Mayor and Council,
I would strongly urge you to seek legal assurance that the former Manager:
- Did not short circuit Civil Service Board hearing protocol by issuing his letter of August 1st 2014 before that Board met to formally ratify the decision they rendered on July 30th 2014 regarding the Julia Wiggins appeal.
- Was not under contract with the City when he wrote the City Clerk disparaging my character in his letter dated August 1, 2014 – 5:01pm AS I can find no reference to 5:01pm in his contract or in the addendum there to and would thus conclude that the City is fully liable for his comments until midnight on that date when contracts typically expire baring explicit reference to any other time.
If the City Attorney is reluctant to provide any such assurances then I would suggest you have his letter to Julia Wiggins stricken from her file, And the matter held over until the CSB has formally ratified their decision whatever that may be particularly in light the former Manager’s action as contained in his August 1st letter.
If there is any doubt as to the former Manager’s employment status prior to midnight on August 1st then I would ask for your assurance that the Manager had reviewed the public records retention activities of all board members throughout the City and that I was not singled out for special punitive action and ridicule by the then City Manager.
Baring these actions on your part to mitigate the harm done in these letters you are exposing City residents to actionable legal recourse on a number of counts.
By now I am sure you have seen the attached letter from the former Manager pressing demands of myself based on his understanding of the Public Records provisions afforded by both State Statute and City Ordinance.
You may remember last February that both myself and Councilman Ford urged caution in adopting an Ordinance that placed dubious and un-defined demands that exceed State Statute on citizens who volunteer on City Boards without both compensation and City supplied computers or smart phones.
That advice should have been heeded because when the State takes legislation only so far it is frequently because prudence derived from the greater insight obtained through the committee and public hearing process, conferencing between House and Senate, and Executive consent dictates it go no further.
Those procedural safeguards to properly consider and vet ill conceived Municipal ordinances, driven in this instance by a desire on the part of the former Manager to silence criticism, simply do not exist in local government.

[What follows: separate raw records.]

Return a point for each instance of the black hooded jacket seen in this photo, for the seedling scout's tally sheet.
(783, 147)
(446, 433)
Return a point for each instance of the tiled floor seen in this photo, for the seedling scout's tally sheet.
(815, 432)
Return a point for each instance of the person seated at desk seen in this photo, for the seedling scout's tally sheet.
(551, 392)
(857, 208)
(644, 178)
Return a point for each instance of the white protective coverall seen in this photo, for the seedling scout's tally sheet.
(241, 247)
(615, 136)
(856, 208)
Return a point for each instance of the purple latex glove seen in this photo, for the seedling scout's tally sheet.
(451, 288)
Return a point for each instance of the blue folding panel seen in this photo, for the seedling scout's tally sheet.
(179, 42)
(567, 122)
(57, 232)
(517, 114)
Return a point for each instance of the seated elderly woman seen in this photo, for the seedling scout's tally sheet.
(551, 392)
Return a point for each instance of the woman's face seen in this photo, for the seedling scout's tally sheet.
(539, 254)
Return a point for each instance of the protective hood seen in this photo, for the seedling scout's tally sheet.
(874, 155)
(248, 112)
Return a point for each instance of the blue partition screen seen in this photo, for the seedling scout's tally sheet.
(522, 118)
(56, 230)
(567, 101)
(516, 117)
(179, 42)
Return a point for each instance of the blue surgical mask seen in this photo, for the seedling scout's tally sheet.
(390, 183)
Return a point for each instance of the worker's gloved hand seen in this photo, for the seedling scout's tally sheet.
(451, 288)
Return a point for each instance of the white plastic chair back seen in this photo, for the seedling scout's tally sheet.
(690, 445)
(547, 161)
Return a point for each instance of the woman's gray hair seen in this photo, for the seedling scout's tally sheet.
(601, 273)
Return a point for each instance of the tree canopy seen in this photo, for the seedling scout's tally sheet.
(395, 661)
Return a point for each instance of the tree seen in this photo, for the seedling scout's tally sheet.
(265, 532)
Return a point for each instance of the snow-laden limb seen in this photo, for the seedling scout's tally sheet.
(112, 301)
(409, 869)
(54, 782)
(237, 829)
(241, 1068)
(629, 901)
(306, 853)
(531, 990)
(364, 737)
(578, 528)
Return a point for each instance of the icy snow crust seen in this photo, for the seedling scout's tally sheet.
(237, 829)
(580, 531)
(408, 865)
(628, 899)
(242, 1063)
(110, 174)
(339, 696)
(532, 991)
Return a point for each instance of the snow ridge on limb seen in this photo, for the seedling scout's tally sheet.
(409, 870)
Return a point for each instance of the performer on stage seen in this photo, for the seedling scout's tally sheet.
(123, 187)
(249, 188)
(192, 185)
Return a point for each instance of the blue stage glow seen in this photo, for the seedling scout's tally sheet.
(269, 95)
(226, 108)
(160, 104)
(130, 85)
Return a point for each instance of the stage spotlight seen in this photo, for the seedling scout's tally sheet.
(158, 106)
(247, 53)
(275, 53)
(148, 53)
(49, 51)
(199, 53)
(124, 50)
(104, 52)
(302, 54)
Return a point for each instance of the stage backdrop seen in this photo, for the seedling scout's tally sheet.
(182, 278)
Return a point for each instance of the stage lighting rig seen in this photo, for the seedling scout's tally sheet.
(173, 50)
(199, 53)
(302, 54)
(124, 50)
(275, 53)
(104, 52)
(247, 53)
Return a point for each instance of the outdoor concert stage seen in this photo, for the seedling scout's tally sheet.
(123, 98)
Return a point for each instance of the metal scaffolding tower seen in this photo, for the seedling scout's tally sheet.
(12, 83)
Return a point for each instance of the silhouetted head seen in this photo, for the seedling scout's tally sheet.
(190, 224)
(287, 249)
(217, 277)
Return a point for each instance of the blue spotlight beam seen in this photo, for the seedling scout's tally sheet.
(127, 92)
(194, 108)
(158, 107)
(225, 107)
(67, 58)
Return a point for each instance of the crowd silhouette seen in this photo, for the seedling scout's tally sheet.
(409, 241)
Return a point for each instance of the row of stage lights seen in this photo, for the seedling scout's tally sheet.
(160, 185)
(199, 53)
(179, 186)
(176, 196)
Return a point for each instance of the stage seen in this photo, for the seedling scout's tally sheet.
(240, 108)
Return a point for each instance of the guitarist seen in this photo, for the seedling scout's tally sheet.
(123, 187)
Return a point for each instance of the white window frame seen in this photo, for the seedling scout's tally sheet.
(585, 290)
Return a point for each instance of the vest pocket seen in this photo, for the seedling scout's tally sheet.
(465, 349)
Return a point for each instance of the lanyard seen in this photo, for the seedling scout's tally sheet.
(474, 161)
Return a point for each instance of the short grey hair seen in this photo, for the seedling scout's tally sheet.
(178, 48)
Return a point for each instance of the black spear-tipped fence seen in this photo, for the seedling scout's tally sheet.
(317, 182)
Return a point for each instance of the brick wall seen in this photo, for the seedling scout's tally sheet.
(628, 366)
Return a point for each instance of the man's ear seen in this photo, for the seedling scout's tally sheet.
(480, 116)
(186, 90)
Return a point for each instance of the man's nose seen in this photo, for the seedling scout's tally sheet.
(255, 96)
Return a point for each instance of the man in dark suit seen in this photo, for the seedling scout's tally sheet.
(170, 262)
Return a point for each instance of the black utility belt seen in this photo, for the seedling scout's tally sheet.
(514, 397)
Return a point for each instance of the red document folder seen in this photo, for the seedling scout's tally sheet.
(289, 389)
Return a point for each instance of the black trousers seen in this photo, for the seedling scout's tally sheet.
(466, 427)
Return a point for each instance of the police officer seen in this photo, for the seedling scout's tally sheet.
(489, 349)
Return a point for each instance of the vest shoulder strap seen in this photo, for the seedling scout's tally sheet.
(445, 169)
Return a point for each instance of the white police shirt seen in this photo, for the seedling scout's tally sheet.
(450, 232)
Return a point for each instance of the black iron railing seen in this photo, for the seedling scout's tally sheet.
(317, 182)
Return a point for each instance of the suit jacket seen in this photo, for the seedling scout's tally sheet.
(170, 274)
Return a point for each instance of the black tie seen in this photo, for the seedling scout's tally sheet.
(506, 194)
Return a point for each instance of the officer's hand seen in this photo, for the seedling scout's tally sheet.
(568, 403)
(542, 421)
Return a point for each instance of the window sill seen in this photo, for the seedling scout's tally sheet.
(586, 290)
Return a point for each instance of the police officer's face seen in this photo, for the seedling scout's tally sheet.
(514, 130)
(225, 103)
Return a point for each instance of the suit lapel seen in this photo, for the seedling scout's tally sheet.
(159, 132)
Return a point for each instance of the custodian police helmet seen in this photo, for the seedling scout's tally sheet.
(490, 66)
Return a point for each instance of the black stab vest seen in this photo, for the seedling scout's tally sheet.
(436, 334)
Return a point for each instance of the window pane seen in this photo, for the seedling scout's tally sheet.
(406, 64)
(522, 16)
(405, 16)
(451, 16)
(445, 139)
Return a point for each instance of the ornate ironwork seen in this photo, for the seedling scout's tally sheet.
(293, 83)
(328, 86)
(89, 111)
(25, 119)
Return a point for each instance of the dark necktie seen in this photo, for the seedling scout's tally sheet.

Just how costly the City’s ill conceived EIS ordinance may become in defending those it ensnared, will depend on the amount of personal funds the former Manager is willing to commit, and how long the courts are willing to entertain his efforts.
You may rest assured that the binder the former Manager frequently saw me carry to ABAB meetings has not been destroyed, and depending on the legal advice I receive from the City Attorney will most likely be made available for his perusal and subsequent copying of any pages in which he has an interest by City staff.
You may also rest assured that this is likely not the end of Public Records request you will see, as I imagine that it will only be a matter of time before someone inquiring as to Sunshine Violations requests a copy of the former Manager’s correspondence and private meetings regarding all things financial that he had with his former Finance Director, AND with other ABAB members including any standing for elective office during the 9 months the Manager and Finance Director served on the ABAB
Talk about the pot calling the kettle black.